This chapter starts with operator overloading, which lets you use standard C++ operators such as = and + with class objects. Then it examines friends, the C++ mechanism for letting nonmember functions access private data. Finally, it looks at how you can instruct C++ to perform automatic type conversions with classes. As you go through this and the next chapter, you'll gain a greater appreciation of the roles class constructors and class destructors play. Also, you'll see some of the stages you may go through as you develop and improve a class design.
One difficulty with learning C++, at least by the time you've gotten this far into the subject, is that there is an awful lot to remember. And it's unreasonable to expect to remember it all until you've logged enough experience on which to hang your memories. Learning C++, in this respect, is like learning a feature-laden word processor or spreadsheet program. No one feature is that daunting, but, in practice, most people really know well only those features they use regularly, such as searching for text or italicizing. You may recall having read somewhere how to generate alternative characters or create a table of contents, but those skills probably won't be part of your daily repertoire until you find yourself in a situation in which you need them frequently. Probably the best approach to absorbing the wealth of material in this chapter is to begin incorporating just some of these new features into your own C++ programming. As your experiences enhance your understanding and appreciation of these features, begin adding other C++ features. As Bjarne Stroustrup, the creator of C++, suggested at a C++ conference for professional programmers: "Ease yourself into the language. Don't feel you have to use all of the features, and don't try to use them all on the first day."
Let's look at a technique for giving object operations a prettier look. Operator overloading is another example of C++ polymorphism. In Chapter 8, "Adventures in Functions," you saw how C++ enables you to define several functions having the same name as long as they have different signatures (argument lists). That was function overloading, or functional polymorphism. Its purpose is to let you use the same function name for the same basic operation even though you apply the operation to different data types. (Imagine how awkward English would be if you had to use a different verb form for each different type of object條ift_lft your left foot, but lift_sp your spoon.) Operator overloading extends the overloading concept to operators, letting you assign multiple meanings to C++ operators. Actually, many C++ (and C) operators already are overloaded. For example, the * operator, when applied to an address, yields the value stored at that address. But applying * to two numbers yields the product of the values. C++ uses the number and type of operands to decide which action to take.

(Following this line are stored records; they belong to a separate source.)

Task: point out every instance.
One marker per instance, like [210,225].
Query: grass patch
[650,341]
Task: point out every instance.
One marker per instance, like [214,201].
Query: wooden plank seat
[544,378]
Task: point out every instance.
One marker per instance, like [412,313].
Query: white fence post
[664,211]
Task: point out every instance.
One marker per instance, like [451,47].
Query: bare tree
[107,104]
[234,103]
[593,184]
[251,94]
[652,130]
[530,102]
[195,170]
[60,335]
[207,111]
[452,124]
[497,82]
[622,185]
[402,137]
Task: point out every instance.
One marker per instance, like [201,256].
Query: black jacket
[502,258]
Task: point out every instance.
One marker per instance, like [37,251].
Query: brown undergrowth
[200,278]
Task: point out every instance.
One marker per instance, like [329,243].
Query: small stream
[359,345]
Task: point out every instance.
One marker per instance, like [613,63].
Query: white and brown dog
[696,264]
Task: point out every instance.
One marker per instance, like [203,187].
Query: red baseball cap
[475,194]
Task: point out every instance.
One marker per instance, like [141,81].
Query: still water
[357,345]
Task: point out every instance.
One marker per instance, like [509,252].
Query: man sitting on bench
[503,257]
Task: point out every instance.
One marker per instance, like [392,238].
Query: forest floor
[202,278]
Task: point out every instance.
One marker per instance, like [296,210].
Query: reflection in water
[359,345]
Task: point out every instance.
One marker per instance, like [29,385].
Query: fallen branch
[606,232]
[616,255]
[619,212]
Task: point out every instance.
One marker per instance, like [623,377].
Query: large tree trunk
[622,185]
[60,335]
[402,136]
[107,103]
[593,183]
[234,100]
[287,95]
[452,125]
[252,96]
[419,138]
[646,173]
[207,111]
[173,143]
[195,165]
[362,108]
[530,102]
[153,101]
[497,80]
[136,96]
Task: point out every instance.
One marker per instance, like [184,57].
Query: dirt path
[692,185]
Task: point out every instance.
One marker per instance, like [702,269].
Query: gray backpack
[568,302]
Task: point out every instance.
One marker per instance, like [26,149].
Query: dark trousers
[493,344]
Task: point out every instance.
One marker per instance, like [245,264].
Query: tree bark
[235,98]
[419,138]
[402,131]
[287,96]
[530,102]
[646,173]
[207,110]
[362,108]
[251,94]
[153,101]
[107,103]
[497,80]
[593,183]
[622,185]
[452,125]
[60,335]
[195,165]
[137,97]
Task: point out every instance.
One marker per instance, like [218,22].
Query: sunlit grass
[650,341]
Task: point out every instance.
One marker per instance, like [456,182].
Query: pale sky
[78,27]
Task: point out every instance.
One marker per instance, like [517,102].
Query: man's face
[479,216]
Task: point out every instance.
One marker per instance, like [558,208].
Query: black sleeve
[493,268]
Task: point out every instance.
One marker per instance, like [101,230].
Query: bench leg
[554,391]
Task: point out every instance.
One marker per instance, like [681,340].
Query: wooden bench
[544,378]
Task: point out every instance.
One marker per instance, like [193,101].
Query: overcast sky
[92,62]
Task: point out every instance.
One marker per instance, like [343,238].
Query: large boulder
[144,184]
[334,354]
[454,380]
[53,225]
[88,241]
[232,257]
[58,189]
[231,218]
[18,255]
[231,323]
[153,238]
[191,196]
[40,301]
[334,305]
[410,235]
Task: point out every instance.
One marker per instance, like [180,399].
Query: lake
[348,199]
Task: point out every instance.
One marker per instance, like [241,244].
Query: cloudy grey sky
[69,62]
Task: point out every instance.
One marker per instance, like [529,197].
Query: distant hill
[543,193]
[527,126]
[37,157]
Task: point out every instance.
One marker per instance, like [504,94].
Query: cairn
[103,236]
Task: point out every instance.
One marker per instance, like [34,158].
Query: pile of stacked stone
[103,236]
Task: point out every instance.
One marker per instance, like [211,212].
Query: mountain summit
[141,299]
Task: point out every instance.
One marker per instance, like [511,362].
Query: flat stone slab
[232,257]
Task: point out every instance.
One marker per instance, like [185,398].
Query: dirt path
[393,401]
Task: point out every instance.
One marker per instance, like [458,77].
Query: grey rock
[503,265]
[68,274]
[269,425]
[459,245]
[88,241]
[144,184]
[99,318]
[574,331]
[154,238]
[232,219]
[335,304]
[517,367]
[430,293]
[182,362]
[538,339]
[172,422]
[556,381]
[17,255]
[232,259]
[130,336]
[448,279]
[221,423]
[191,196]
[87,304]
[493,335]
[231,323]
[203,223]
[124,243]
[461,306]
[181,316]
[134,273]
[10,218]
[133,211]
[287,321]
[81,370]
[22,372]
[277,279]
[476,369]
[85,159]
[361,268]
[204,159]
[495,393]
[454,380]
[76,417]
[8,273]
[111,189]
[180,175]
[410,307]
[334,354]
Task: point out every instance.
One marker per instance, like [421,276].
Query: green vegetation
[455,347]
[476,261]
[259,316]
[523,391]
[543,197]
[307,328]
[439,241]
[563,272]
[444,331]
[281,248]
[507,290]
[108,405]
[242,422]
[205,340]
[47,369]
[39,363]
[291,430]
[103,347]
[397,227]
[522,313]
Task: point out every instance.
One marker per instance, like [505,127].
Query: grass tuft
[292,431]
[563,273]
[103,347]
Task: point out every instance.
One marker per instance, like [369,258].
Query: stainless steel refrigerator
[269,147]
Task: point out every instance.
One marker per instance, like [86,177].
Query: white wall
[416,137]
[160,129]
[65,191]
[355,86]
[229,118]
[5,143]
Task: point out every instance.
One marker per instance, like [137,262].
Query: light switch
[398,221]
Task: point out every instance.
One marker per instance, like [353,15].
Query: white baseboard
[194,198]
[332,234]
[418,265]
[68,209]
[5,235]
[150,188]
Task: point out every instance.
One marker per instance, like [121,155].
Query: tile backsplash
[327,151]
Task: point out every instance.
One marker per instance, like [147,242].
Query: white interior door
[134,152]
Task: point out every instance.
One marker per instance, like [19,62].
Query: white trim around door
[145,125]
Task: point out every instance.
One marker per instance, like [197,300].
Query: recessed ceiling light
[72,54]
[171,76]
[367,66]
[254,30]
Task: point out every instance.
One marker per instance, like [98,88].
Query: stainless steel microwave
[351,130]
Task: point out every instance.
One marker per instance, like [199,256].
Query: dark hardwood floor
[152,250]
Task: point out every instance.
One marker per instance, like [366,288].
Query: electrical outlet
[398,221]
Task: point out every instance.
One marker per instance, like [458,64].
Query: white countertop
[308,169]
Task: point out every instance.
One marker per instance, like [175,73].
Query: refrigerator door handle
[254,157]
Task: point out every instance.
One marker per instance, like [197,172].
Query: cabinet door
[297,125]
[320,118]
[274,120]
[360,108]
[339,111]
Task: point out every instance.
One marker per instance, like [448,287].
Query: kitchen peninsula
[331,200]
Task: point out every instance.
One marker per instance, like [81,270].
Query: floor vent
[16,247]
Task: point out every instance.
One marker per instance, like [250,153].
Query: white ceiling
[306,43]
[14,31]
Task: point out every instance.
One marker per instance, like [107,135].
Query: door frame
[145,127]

C++ lets you extend operator overloading to user-defined types, permitting you, say, to use the + symbol to add two objects. Again, the compiler will use the number and type of operands to determine which definition of addition to use. Overloaded operators often can make code look more natural. For example, a common computing task is adding two arrays. Usually, this winds up looking like the following for loop:
for (int i = 0; i < 20; i++)
evening[i] = sam[i] + janet[i]; // add element by element
But in C++, you can define a class that represents arrays and that overloads the + operator so that you can do this:
evening = sam + janet; // add two array objects
This simple addition notation conceals the mechanics and emphasizes what is essential, and that is another OOP goal.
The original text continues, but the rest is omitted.